Apart from the fact that Grand Duke Jiang’s mount has a qilin’s head but is not a qilin, has a xiezhi’s tail but is not a xiezhi, has a long-dragon’s body but is not a dragon, etc. and, therefore, was named ‘Sibuxiang, the “Four Unlikes”’ in Chinese by the novelist, there is a more profound reason for this nickname.
In the section of the Hereditary House of the Grand Duke of Qi, in The Records of the Grand Historian (史记, Shi Ji), a seminal work of ancient Chinese history, there is an account of how the strategist Jiang Ziya was recruited by the Count of the West of Zhou (周西伯), King Wu’s late father. Before the Count of the West of Zhou was about to go on a hunting trip, he had a divination session performed. The oracle turned out to be the following, ‘What to be captured will not be a dragon with horns or without horns, nor a tiger, nor a brown bear. What you are to catch is a great assistant to a hegemon (西伯将出猎，卜之曰：所获非龙非彲，非虎非羆，所获霸王之辅).’ Because this oracle actually contained four ‘nots’ or four negatives, the novelist cleverly coined the word ‘Sibuxiang, the “Four Unlikes”’ to allude to this historical anecdote when he named Jiang’s signature mount.

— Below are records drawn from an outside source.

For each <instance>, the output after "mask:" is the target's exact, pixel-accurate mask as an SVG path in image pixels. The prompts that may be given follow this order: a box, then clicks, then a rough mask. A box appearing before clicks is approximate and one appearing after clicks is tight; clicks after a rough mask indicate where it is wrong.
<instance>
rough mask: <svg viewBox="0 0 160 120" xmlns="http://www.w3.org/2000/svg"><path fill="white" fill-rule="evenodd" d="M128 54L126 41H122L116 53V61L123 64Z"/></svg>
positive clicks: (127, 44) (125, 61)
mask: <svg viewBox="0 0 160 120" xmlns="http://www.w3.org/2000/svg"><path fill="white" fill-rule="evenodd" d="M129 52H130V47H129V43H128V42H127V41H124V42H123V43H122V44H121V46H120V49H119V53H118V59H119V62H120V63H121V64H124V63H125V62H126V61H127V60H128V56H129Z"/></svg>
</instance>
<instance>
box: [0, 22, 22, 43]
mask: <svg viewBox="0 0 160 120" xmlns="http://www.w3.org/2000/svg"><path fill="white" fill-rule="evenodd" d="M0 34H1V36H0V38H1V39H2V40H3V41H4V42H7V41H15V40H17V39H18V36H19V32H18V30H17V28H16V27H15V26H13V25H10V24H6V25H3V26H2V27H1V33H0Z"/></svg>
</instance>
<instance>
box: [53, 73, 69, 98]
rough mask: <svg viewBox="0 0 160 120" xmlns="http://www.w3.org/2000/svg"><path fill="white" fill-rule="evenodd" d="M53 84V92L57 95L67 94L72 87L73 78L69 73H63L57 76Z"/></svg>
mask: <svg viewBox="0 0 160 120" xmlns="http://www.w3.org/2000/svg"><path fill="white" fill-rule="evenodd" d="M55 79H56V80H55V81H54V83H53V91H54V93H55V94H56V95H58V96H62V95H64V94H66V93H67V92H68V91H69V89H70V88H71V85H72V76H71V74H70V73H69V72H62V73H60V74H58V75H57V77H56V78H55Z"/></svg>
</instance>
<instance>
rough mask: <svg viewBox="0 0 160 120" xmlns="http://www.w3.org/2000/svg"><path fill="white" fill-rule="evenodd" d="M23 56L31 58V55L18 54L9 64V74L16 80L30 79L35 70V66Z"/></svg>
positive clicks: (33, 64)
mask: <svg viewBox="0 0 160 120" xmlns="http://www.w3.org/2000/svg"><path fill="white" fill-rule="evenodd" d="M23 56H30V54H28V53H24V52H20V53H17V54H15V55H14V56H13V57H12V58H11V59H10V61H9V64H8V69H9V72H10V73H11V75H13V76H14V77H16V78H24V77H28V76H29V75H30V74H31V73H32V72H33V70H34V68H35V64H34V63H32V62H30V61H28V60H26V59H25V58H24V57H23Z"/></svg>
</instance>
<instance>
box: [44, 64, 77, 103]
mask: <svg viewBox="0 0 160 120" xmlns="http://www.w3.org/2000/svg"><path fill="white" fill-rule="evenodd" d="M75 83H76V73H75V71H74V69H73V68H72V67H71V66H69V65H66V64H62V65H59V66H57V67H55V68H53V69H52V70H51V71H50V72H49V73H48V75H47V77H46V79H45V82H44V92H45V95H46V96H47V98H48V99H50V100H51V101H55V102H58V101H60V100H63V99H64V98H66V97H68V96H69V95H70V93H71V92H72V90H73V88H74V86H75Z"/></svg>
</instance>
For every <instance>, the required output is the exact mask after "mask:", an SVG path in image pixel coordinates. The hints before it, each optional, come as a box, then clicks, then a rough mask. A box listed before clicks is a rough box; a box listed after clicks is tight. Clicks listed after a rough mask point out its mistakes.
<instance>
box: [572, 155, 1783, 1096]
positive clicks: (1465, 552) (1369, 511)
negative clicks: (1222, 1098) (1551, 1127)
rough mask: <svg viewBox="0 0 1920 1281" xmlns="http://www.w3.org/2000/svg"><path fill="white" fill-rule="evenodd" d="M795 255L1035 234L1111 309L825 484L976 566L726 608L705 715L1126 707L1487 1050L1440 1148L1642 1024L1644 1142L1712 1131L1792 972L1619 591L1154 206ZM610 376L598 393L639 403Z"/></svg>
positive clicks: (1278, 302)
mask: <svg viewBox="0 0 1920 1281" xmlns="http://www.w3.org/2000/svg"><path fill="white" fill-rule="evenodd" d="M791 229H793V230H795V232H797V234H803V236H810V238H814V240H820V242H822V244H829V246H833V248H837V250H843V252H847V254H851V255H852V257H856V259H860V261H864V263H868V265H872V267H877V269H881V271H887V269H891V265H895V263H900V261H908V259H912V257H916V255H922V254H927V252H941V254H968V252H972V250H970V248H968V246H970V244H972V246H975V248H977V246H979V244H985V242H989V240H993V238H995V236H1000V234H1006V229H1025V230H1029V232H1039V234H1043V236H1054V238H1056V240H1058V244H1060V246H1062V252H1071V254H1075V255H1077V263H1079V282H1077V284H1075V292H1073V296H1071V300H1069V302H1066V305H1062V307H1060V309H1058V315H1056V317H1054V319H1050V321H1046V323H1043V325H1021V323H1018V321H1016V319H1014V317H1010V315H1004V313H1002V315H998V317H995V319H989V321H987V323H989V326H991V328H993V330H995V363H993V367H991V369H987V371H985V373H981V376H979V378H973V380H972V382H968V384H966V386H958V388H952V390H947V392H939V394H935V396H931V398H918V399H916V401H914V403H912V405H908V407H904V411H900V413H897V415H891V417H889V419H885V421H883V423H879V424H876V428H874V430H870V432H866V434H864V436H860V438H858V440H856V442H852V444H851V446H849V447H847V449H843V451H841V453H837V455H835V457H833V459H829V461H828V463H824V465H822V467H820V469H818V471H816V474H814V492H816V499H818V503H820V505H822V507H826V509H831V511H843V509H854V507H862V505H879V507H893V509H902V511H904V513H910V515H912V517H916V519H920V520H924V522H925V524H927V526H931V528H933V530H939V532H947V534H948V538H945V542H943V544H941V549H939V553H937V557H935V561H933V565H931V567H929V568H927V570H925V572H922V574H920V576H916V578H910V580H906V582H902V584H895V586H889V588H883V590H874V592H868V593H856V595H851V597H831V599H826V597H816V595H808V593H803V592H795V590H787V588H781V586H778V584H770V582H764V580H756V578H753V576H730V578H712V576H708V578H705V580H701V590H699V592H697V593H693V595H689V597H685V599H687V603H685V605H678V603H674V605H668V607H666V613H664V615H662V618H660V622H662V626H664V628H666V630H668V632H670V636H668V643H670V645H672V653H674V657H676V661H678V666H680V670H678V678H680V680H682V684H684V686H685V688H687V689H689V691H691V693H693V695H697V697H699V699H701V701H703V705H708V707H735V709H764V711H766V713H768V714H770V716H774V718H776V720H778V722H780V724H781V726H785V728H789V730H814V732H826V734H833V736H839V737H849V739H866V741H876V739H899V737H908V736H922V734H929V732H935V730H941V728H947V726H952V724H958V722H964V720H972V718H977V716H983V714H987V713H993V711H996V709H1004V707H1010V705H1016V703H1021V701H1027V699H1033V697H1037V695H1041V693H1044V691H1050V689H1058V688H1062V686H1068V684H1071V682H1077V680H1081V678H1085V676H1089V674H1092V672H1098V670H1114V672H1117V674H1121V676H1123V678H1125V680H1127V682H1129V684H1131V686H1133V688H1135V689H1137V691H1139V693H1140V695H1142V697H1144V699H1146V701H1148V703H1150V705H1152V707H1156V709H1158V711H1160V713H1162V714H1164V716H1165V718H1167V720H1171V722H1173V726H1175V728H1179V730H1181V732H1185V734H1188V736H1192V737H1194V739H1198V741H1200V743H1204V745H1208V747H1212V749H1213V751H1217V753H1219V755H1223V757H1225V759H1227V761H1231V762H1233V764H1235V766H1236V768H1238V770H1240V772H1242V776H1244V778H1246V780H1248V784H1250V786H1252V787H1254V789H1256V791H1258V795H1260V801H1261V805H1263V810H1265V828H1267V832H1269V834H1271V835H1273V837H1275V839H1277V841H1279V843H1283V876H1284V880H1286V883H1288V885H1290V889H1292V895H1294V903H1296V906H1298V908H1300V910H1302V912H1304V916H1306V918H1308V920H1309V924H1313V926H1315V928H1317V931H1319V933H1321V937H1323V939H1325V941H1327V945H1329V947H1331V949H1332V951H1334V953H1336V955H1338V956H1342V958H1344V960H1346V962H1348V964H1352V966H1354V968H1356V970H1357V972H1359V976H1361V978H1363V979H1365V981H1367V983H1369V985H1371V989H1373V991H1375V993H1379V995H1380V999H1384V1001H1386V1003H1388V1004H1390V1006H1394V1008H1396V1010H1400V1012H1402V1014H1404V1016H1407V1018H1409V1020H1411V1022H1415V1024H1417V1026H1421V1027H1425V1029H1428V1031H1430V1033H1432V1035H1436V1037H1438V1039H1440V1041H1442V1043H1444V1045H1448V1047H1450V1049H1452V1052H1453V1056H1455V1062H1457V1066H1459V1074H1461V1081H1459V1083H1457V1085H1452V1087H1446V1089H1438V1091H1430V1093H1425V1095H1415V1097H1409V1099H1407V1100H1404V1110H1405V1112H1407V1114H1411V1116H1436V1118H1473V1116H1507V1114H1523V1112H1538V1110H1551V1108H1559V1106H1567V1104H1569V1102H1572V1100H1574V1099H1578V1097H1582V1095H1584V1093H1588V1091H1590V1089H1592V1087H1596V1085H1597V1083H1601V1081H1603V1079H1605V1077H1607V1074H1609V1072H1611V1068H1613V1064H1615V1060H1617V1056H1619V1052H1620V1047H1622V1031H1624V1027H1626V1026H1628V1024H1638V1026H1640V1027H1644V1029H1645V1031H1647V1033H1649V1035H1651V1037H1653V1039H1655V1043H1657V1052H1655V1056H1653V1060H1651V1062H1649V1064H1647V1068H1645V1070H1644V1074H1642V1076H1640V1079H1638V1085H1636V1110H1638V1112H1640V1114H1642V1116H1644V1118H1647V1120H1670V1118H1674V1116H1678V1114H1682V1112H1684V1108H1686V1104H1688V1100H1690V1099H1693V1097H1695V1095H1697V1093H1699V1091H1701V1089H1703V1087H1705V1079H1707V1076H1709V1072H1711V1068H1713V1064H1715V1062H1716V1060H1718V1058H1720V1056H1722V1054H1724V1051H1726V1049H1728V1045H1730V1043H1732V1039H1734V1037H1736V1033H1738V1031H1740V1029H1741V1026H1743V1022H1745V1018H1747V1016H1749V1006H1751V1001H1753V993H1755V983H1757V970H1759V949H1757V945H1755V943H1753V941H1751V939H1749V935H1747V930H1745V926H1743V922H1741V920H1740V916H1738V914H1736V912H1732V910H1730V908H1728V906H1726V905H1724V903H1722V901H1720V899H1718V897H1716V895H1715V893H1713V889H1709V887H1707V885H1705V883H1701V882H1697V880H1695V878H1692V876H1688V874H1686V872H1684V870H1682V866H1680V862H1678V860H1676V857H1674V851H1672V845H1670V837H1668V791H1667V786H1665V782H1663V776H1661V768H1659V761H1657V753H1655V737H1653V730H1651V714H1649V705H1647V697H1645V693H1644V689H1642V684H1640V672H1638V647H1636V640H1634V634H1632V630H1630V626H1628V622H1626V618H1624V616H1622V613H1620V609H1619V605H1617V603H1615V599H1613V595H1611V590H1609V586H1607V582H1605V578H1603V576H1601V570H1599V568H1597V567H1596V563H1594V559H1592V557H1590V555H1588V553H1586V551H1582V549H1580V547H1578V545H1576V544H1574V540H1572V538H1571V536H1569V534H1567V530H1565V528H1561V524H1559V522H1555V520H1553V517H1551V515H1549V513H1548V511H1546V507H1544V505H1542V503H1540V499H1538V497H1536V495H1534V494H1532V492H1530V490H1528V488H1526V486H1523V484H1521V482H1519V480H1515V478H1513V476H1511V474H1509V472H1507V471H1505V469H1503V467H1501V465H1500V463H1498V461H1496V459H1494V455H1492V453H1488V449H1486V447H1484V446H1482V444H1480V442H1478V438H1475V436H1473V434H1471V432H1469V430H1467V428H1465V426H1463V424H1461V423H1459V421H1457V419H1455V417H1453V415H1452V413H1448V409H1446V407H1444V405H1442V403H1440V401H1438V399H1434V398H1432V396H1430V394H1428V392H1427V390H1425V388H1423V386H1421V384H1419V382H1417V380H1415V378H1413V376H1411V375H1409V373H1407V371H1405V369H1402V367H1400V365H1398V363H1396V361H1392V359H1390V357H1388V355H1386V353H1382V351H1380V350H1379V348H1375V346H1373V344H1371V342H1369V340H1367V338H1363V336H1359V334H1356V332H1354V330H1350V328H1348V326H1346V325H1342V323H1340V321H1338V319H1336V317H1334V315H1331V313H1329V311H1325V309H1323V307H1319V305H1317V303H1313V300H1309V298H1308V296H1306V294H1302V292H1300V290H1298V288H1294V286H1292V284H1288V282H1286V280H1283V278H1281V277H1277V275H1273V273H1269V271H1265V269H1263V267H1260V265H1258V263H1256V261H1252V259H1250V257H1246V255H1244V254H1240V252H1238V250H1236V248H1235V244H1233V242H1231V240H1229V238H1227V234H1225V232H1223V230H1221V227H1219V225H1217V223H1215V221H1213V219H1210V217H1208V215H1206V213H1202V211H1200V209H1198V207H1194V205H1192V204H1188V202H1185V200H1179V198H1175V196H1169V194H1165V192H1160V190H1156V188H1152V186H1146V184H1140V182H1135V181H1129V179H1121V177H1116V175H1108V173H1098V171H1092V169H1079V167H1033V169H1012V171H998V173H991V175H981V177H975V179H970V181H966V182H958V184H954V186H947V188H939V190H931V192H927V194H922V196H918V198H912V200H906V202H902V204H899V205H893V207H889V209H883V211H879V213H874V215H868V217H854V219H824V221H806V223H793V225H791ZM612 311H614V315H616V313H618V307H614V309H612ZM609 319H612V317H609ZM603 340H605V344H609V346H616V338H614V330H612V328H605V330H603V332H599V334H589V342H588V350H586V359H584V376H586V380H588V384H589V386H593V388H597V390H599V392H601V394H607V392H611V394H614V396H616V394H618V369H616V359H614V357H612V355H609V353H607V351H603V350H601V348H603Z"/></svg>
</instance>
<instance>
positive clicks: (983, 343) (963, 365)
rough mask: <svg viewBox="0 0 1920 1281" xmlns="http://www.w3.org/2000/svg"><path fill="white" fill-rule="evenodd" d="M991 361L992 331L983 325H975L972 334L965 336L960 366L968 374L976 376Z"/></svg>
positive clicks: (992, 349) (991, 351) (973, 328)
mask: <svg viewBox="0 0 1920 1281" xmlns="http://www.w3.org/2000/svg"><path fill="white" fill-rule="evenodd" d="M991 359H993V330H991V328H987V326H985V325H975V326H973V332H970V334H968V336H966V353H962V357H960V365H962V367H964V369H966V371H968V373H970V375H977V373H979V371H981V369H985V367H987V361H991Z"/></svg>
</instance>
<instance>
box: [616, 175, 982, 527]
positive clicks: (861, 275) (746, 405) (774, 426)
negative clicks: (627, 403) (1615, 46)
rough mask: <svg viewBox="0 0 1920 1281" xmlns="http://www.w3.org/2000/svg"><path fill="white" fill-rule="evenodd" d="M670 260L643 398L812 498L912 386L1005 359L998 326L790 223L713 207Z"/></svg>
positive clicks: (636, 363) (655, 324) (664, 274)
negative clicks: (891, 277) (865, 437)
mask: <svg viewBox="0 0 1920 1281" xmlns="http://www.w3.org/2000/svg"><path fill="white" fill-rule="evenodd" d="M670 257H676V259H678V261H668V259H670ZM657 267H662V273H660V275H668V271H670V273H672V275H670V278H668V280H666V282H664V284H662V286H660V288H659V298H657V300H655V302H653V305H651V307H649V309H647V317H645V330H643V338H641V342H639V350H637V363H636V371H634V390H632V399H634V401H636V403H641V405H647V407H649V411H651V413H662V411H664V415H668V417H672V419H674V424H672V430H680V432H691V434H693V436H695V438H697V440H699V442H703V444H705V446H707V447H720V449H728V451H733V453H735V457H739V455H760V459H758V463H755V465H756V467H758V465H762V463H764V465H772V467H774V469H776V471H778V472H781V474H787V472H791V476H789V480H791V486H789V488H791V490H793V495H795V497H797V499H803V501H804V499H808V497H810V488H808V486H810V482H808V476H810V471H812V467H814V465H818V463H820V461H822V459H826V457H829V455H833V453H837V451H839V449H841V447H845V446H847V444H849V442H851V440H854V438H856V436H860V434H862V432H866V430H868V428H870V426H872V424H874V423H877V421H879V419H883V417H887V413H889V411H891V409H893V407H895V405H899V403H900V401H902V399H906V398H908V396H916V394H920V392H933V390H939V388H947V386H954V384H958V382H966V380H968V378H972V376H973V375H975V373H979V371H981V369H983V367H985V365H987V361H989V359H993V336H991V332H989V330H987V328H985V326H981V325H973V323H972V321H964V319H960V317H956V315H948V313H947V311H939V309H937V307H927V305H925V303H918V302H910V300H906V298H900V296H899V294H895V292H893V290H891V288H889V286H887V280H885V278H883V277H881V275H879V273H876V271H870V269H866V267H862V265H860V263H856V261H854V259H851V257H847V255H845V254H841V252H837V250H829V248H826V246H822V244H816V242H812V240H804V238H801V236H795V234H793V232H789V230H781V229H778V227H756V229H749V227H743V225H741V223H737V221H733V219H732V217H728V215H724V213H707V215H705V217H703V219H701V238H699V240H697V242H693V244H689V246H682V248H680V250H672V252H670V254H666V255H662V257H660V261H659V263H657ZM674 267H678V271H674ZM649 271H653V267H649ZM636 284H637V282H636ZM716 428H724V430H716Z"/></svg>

There is a misconception in contemporary popular culture that Jiang’s mythical mount is a Père David’s deer for the simple reason that this animal’s informal name is also ‘sibuxiang (四不像)’. The English Wikipedia entry ‘Père David’s deer’ claims, ‘By this name, this undomesticated animal entered Chinese mythology as the mount of Jiang Ziya in Fengshen Bang (translated as Investiture of the Gods), a Chinese classical work of fiction written during the Ming Dynasty.’ (cited on June 1, 2021)
As a matter of fact, historically and linguistically, there is no evidence to show that the nickname of Jiang’s mount and that of the Père David’s deer, though coincidentally identical, have had any connections until now. According to The Comprehensive Dictionary of Chinese Words and Phrases (汉语大词典), the so-called ‘most inclusive available Chinese dictionary’, the earliest citation of ‘sibuxiang’ meaning the Père David’s deer is from the book Information about Heilongjiang (黑龙江外记), which was completed in 1810, two centuries later than The Investiture of the Gods’s publication date.
In the earliest reference book that explains the Père David’s deer’s nickname, Research into the Origins of Colloquialism (俗语考原), published in 1937, the animal is said to have acquired its nickname because of ‘its having the head of a deer, the feet of an ox, the tail of a donkey, and the neck and back of a camel (其头类鹿，脚类牛，尾类驴，颈背类骆驼)’, which has little to do with the description of Jiang’s mount in the Ming novel mentioned above. As nobody has explicated this entangled mess properly, we have to make do with the screen image of Jiang riding an elaphure.